Date: November 24, 2003

WASHINGTON, DC –The FAA Reauthorization Bill passed by the Senate on Friday contained a historic provision to certify flight attendants in their safety role onboard the aircraft, and created a study of aircraft air quality problems. However, a provision added in the conference report stripped the Transportation Security Administration’s directive to create a basic, mandatory flight attendant security training program for airlines to follow.

“This is a bittersweet victory for flight attendants. Certification of flight attendants, who are solely responsible for safety in the aircraft cabin, is long overdue,” said AFA International President Patricia Friend. “Until this legislation passed, flight attendants were the only safety-sensitive aviation employees that did not have the FAA certify the successful completion of their required safety training.”

Under the law, all current flight attendants will be certified upon passage of the legislation. The FAA has up to one year to provide flight attendants with proof of their certification and up to 120 days to provide certification to new flight attendants after they have successfully passed their required FAA training.

The FAA Reauthorization also directed the FAA to study the effects of poor air quality on board aircraft. The law calls for the agency to monitor air quality problems on board the aircraft, including the monitoring of ozone on a select number of flights, analyze samples of residue from aircraft ventilation ducts and filters after an air quality incident, analyze and study cabin pressurization and establish an air quality incident reporting system.

While certification and the air quality study are significant victories for flight attendants, the legislation also set a dangerous course by stripping language that would have required the Transportation Security Administration to establish industry wide standards for the basic, mandatory flight attendant security training.

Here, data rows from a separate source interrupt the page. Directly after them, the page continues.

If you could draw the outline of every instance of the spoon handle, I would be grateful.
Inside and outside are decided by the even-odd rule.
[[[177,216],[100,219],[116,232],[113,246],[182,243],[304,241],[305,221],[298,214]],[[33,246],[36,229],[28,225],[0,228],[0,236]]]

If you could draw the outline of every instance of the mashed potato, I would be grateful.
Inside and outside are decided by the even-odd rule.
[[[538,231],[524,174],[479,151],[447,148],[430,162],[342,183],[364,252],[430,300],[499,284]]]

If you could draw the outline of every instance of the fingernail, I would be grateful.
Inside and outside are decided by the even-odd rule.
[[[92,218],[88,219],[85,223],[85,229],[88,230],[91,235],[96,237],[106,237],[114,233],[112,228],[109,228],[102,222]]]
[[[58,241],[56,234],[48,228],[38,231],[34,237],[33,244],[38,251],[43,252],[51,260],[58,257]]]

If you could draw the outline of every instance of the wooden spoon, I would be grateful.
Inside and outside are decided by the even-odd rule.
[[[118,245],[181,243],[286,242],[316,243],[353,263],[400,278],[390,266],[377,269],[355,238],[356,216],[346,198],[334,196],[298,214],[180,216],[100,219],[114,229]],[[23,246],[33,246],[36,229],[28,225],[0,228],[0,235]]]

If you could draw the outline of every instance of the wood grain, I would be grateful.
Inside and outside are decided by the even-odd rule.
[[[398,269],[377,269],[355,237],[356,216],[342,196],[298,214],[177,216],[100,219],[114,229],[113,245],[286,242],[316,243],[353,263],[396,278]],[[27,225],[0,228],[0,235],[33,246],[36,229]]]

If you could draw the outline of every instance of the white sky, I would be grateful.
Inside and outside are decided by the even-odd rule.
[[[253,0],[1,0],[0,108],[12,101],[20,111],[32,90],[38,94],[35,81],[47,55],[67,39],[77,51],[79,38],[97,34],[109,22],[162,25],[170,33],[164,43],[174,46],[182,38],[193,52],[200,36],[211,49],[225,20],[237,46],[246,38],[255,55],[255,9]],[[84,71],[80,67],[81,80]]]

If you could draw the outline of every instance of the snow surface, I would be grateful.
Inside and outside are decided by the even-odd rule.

Currently, domestic airlines only need to provide two hours of security training to qualify as “TSA approved” and international carriers only need to provide four hours. These already dangerously low standards are in danger of being eroded further without a standardized program. Under airline pressure, the TSA has already granted waivers to further reduce the minimum two to four hours of training provided, and some carriers have asked for security training components to be moved into home study packets. Carriers are not required and often do not offer any hands on training to their flight attendants.

“While flight attendant safety and health certainly made some significant gains in this legislation, flight attendant security training fell victim to the partisan politics and anti-worker bias shown by the Republican Leadership in Congress,” said Friend. “The airlines who curry favor with this Administration and Congress have once again succeeded in allowing the airline’s bottom-line mentality to make decisions on aircraft security.”